This is a boring geeky entry, but if you’re looking for this info it might be helpful. I’ve started a new blog (yes, another one) called My Cat Is Broken. It’s a collection of pics and videos of cats being, well broken. Usually it’s our cats. Everyone knows that Flickr is a great place to find cat pics, and I’ve started keeping my eye out for pictures of cats being dumb. When I find one, a quick click of the Blog This button, some title and text and it’s instantly on my site.
But I don’t necessarily want these pics to be published instantly, I’d rather they be saved as drafts for manual publishing later. I found links to an old plugin that’s not even available in the WordPress plugin database called Flickr Blog This To Draft, but the site was down, the plugin unavailable, and I was impatient. I took matters into my own hands.
A quick hack of the xmlrpc.php (in the root directory of my WordPress install) and I was in business. The line to change (as of WordPress 2.8.6) is line 2097 which has the following code:
$post_status = $publish ? ‘publish’ : ‘draft’;
There are multiple ways to change this, but I just commented out that line and hardcoded $post_status to draft.

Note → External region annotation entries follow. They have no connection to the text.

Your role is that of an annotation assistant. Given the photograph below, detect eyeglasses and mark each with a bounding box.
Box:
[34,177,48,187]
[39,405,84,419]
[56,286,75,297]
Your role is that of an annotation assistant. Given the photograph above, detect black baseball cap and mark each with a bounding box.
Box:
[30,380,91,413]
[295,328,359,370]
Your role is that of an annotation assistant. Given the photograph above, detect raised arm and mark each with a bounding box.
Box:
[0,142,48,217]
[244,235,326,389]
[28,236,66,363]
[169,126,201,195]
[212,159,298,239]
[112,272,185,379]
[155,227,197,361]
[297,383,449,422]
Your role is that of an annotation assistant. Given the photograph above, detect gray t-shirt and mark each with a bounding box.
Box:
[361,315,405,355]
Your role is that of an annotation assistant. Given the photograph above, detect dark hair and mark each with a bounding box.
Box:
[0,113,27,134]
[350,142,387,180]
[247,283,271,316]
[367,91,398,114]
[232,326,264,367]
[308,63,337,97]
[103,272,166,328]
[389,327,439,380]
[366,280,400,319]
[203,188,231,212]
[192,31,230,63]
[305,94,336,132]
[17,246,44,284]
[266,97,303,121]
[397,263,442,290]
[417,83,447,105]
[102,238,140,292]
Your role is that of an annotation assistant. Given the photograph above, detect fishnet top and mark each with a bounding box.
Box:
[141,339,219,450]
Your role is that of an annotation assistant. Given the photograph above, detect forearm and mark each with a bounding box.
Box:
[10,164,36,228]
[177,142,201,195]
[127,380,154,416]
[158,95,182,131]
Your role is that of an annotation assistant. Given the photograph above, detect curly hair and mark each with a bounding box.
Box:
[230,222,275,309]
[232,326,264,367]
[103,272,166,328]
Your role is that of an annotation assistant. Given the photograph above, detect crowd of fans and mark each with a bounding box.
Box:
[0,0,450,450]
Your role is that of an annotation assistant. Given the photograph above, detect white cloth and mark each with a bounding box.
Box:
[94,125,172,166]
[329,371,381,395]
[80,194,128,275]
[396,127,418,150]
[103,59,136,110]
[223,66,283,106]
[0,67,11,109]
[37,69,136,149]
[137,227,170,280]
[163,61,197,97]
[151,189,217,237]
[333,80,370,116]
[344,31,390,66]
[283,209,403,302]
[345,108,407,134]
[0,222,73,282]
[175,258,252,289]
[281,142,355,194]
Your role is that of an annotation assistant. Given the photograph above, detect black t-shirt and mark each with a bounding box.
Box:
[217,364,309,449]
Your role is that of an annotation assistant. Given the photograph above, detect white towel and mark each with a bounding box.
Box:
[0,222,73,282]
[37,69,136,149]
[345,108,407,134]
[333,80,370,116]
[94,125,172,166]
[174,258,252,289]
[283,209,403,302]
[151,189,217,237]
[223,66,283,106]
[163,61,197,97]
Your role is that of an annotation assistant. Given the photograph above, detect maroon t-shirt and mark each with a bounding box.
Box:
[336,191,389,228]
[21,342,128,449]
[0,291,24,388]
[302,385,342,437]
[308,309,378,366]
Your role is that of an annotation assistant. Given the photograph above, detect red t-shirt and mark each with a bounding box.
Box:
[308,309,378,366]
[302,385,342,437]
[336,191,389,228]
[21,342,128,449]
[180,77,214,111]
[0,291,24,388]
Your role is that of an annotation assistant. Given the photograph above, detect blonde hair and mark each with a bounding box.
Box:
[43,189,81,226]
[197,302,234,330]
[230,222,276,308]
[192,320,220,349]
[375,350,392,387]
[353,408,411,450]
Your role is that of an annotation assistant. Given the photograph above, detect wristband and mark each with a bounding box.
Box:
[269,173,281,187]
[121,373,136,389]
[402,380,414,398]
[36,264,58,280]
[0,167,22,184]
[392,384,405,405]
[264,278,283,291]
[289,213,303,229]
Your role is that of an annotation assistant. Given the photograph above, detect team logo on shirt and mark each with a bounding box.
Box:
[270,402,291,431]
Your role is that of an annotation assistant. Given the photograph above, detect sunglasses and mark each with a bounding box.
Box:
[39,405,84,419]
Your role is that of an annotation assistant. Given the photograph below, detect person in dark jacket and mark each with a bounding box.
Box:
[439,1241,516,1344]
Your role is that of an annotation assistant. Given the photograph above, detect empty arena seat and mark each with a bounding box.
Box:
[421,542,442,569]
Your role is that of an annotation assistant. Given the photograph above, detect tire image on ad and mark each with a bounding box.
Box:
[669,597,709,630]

// $post_status = $publish ? ‘publish’ : ‘draft’;
$post_status = ‘draft’;
The thing to remember here though is that when you upgrade WordPress to the next version for yet another security issue, you’ll have to redo this modification. If you make a copy of your xmlrpc.php file then you can just run a command line diff against the upgraded version after every upgrade. If that’s the only line that changed, copy it back, otherwise jump in manually and re-find that line and fix it. Note though that this means all of your posts will be automatically set to draft. In my case that’s perfectly alright, but you may want to toss some code in there to determine this based on your title or something (i.e. titles that start with “DRAFT” go to drafts, but anything else gets published).